Axelmon is a monitoring tool designed to oversee nodes related to bridge service of Axelar network. Let’s delve into what Axelmon monitors:

  • Heartbeat
    • Heartbeat events emit at regular intervals, specifically when $CurrentHeight \mod 50 == 0$.
    • Within 1-2 blocks from this event emitted height, the validator’s vald node must send a heartbeat transaction to the Axelar network.
    • Axelmon monitors the miss count for n heartbeats.
  • Maintainer
    • The Maintainer is the external chains that have chosen to support on the Axelar network.
    • It could be automatically deregistered, if a validator misses many votes.
    • Axelmon monitors whether the maintainer is registered or not.
  • EVM Vote
    • Whenever a bridge service-related transaction occurs for a registered external chain, a vote is cast.
    • Axelmon monitors the miss count for n votes at each registered chains.

And Axelmon provide the result of monitoring:

  • JSON API ( localhost:${LISTENPORT}/ )

    {
      "maintainers": {
        "status": true,
        "maintainer": {
          "Avalanche": true,
          "Ethereum": true
        }
      },
      "heartbeat": {
        "status": true,
        "missed": "0 / 3"
      },
      "EVMVotes": {
        "chain": {
          "Avalanche": {
            "status": true,
            "missed": "0 / 10"
          },
          "Ethereum": {
            "status": true,
            "missed": "0 / 10"
          }
        }
      }
    }
    • maintainers
      • status: If any of the mainainers are deregistered, the state will be false.
      • maintainer: true if registered, false if deregistered.
    • heartbeat
      • status: false if it is gte to the threshold filled in miss_cnt field of config.toml.
      • missed: Miss count for heartbeats.
        • (miss_cnt field) / (check_n field) in config.toml.
    • EVMVotes
      • status: false if it is gte to the threshold filled in miss_cnt field of config.toml.
      • missed: Miss count for votes.
        • (miss_cnt field) / (check_n field) in config.toml.
  • Prometheus ( localhost:${LISTENPORT}/metrics )
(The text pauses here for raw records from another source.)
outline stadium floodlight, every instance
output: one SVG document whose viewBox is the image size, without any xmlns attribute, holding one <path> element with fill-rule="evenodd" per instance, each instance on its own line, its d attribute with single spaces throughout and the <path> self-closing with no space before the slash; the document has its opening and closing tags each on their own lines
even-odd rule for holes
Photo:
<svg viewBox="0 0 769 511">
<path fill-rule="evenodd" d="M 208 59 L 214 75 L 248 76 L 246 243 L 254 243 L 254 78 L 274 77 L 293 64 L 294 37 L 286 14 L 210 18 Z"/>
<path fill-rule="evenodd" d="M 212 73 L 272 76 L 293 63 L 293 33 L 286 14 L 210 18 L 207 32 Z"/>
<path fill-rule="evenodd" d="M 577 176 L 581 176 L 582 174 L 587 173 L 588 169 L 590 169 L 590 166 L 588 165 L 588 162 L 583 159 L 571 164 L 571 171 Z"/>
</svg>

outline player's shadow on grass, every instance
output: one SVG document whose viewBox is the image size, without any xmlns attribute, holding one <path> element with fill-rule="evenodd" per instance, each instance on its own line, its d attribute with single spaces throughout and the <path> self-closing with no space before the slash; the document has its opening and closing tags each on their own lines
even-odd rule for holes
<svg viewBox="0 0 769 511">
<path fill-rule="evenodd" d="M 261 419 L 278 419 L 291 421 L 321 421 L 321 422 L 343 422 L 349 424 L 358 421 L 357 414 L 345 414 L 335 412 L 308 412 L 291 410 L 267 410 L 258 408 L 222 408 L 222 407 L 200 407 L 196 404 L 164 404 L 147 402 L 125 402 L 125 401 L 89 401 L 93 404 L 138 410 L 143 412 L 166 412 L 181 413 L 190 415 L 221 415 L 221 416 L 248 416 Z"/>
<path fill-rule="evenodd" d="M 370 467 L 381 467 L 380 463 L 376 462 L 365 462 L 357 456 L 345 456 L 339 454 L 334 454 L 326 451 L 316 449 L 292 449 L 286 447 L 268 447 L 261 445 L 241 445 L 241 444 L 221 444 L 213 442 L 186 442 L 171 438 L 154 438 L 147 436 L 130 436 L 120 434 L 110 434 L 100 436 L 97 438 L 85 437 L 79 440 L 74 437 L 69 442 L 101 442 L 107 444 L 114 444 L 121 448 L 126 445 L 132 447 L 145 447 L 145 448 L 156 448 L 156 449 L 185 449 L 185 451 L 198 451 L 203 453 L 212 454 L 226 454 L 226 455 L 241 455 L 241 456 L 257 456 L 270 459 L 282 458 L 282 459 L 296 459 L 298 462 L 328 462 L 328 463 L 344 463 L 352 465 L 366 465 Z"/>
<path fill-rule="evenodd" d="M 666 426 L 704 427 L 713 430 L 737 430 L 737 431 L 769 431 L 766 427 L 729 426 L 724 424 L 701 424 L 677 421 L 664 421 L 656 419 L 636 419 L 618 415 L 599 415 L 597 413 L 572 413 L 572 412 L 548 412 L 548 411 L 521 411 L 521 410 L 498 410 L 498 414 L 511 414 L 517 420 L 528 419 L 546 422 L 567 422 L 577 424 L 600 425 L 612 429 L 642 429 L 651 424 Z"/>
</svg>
    # HELP evm_votes_total Number of EVM votes
    # TYPE evm_votes_total counter
    evm_votes_total{network_name="Avalanche",status="missed"} 0
    evm_votes_total{network_name="Avalanche",status="success"} 10
    # HELP heartbeats_total Heartbeat of the application
    # TYPE heartbeats_total counter
    heartbeats_total{status="missed"} 0
    heartbeats_total{status="success"} 3
    # HELP maintainers_status_list Maintainer's status, 1 is active, 0 is not active
    # TYPE maintainers_status_list gauge
    maintainers_status_list{network_name="Avalanche"} 1
    
  • Notification through Telegram

    • The alert condition corresponds to the condition for false status in the API.